= Silvia Giordano =

Italian computer scientist

Silvia Giordano Cremonese is an Italian computer scientist. She works in Switzerland as professor of complex and pervasive networks and head of the Networking Laboratory at SUPSI, the University of Applied Sciences and Arts of Southern Switzerland.

==Education and career==
Giordano earned a laurea (the Italian equivalent of a master's degree) in 1987, from the University of Pisa in Italy. After working in Pisa for the National Research Council of Italy, she moved to the Swiss National Supercomputing Centre in 1991. From 1995 to 1998 she was a doctoral student at the École Polytechnique Fédérale de Lausanne (EPFL) in Switzerland.

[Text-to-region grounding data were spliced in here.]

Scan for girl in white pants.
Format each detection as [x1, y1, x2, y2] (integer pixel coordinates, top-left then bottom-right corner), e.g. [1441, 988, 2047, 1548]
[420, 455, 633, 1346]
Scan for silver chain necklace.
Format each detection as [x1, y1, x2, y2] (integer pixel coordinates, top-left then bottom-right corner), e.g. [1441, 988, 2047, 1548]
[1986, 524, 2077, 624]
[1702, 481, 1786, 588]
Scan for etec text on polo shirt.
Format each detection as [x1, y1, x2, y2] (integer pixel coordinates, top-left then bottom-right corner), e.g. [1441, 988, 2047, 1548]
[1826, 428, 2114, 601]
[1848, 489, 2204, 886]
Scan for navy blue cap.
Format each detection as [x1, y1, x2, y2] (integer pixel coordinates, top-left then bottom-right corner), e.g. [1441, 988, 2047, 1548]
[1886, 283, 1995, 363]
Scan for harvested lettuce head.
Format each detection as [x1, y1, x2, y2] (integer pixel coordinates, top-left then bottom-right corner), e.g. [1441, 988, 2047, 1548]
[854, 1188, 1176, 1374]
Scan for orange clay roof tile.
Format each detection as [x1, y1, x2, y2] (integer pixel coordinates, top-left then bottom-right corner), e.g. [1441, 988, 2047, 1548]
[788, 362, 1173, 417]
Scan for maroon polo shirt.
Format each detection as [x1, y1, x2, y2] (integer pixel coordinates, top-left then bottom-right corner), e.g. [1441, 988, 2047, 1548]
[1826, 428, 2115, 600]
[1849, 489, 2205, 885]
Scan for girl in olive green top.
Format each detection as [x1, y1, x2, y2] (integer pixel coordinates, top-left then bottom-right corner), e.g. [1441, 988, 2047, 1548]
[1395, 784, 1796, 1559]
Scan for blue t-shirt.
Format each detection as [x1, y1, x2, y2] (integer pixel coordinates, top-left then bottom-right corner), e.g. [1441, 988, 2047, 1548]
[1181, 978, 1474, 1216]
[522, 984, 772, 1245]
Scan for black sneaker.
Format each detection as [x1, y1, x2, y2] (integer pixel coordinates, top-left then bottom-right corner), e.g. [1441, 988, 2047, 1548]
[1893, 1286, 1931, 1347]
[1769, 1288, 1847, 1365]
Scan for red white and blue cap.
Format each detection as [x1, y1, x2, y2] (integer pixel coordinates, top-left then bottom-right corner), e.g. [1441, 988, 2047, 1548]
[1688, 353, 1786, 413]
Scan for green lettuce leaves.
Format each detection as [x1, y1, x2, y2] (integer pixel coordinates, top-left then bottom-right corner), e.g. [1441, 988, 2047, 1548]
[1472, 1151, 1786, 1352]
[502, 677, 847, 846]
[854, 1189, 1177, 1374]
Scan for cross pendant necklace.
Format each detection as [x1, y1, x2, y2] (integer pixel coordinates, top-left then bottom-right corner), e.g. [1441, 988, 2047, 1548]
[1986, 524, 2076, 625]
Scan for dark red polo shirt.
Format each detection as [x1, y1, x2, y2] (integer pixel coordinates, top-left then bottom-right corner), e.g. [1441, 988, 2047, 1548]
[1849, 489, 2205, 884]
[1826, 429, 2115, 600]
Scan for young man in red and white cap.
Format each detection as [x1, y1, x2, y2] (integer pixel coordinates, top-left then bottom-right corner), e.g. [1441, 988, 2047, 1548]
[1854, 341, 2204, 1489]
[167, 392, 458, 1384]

After completing her doctorate, she continued at EPFL as a faculty member from 1999 until 2003, when she moved to her present position at SUPSI. She also chairs the IFIP Working Group 6.3 on the Performance of Communication Systems.

==Research==
Giordano's early research concerned routing and performance analysis for ad hoc networks, including Body area networks, underwater acoustic communication, and edge computing. A more recent line of research, highlighted in her keynote speech at the 35th International Teletraffic Congress on Networked Systems and Services, involves tracking disinformation on social media, and studies the effectiveness of regulation in safeguarding privacy and preventing disinformation.

==Awards and honors==
Giordano was elected an ACM Distinguished Member in 2014.